VMware NUMA affinity and hyperthreading

This topic explains how to experiment with VMware NUMA affinity and Hyper-Threading Technology for Pexip Infinity Conferencing Node VMs, in order to achieve up to 50% additional capacity.

If you are taking advantage of hyperthreading to deploy two vCPUs per physical core (i.e. one per logical thread), you must first enable NUMA affinity; if you don't, the Conferencing Node VM will end up spanning multiple NUMA nodes, resulting in a loss of performance.

Affinity does NOT guarantee or reserve resources, it simply forces a VM to use only the socket you define, so mixing Pexip Conferencing Node VMs that are configured with NUMA affinity together with other VMs on the same server is not recommended.

NUMA affinity is not practical in all data center use cases, as it forces a given VM to run on a certain CPU socket (in this example), but is very useful for high-density Pexip deployments with dedicated capacity.

This information is aimed at administrators with a strong understanding of VMware, who have very good control of their VM environment, and who understand the consequences of conducting these changes.

Please ensure you have read and implemented our recommendations in Achieving high density deployments with NUMA before you continue.

Prerequisites

VMware NUMA affinity for Pexip Conferencing Node VMs should only be used if the following conditions apply:

vMotion is NOT used. (Using this may result in having two nodes both locked to a single socket, meaning both will be attempting to access the same processor, with neither using the other processor.)
You fully understand what you are doing, and you are happy to revert back to the standard settings, if requested by Pexip support, to investigate any potential issues that may result.
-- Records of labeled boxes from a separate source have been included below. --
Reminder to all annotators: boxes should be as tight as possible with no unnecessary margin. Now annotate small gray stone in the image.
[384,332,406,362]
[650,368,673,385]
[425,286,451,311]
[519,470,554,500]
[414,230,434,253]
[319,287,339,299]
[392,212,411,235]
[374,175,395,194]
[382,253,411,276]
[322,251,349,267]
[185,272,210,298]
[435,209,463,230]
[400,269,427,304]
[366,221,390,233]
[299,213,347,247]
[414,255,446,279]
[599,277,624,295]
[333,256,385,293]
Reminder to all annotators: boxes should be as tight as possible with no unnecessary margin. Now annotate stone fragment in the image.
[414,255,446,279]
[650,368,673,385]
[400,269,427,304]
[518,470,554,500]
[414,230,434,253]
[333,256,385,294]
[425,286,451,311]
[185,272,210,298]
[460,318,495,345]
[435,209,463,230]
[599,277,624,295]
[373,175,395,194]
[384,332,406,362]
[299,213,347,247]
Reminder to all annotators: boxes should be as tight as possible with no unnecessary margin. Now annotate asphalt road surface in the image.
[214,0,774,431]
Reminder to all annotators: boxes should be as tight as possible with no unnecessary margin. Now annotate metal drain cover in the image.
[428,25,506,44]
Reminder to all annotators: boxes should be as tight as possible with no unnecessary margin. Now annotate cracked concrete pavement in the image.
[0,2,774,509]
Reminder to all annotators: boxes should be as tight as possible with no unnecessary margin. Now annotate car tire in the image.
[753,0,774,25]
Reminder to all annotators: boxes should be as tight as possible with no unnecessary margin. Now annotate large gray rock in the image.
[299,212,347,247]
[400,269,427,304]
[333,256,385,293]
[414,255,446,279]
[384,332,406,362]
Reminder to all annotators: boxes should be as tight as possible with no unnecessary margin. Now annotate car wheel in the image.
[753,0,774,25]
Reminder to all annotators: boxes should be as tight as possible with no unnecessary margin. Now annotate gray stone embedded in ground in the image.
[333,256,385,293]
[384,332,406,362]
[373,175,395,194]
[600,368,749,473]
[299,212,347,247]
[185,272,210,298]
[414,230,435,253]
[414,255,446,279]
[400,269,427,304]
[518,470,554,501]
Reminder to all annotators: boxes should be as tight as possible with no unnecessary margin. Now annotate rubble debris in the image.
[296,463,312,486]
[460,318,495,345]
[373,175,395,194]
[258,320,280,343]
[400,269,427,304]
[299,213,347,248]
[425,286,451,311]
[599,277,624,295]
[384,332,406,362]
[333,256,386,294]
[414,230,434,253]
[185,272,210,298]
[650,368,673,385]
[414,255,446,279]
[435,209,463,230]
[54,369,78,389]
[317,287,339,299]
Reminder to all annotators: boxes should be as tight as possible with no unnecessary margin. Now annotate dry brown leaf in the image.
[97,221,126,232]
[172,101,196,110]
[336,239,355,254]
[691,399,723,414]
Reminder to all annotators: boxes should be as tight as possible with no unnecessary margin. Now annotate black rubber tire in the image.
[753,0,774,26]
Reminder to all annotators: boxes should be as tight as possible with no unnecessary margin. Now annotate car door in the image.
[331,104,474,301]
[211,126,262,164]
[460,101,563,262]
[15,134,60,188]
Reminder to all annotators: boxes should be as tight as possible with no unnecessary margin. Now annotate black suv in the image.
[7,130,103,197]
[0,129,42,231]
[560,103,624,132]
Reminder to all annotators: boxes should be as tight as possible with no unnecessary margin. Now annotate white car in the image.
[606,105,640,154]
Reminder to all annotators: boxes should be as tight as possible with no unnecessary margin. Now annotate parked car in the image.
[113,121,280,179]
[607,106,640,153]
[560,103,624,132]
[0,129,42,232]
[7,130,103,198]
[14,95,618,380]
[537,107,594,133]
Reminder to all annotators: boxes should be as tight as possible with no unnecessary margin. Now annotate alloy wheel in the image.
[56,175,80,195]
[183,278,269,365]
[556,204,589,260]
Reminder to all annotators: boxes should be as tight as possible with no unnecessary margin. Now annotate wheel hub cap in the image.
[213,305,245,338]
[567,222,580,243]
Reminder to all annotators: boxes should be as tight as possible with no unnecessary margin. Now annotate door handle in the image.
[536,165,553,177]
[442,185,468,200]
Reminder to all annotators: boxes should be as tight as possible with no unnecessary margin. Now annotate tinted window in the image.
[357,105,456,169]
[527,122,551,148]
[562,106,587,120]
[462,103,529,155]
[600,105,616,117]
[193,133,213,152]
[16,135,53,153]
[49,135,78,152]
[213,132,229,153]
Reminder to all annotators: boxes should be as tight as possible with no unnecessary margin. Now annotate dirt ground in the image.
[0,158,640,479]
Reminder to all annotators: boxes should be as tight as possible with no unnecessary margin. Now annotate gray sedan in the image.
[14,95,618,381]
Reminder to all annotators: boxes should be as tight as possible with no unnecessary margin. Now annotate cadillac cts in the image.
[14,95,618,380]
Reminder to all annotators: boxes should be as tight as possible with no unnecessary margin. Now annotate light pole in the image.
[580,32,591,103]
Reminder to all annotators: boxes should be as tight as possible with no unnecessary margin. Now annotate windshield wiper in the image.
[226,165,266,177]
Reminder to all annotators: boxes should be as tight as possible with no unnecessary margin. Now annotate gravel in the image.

Example server without NUMA affinity - allows for more mobility of VMs

Example server with NUMA affinity - taking advantage of hyperthreading to gain 30-50% more capacity per server

Overview of process

We will configure the two Conferencing Node VMs (in this example, an E5-2600 CPU with two sockets per server) with the following advanced VMware parameters:

Conferencing Node A locked to Socket 0

cpuid.coresPerSocket = 1
numa.vcpu.preferHT = TRUE
numa.nodeAffinity = 0

Conferencing Node B locked to Socket 1

cpuid.coresPerSocket = 1
numa.vcpu.preferHT = TRUE
numa.nodeAffinity = 1

You must also double-check the flag below to ensure it matches the number of vCPUs in the Conferencing Node:

numa.autosize.vcpu.maxPerVirtualNode

For example, it should be set to 24 if that was the number of vCPUs you assigned.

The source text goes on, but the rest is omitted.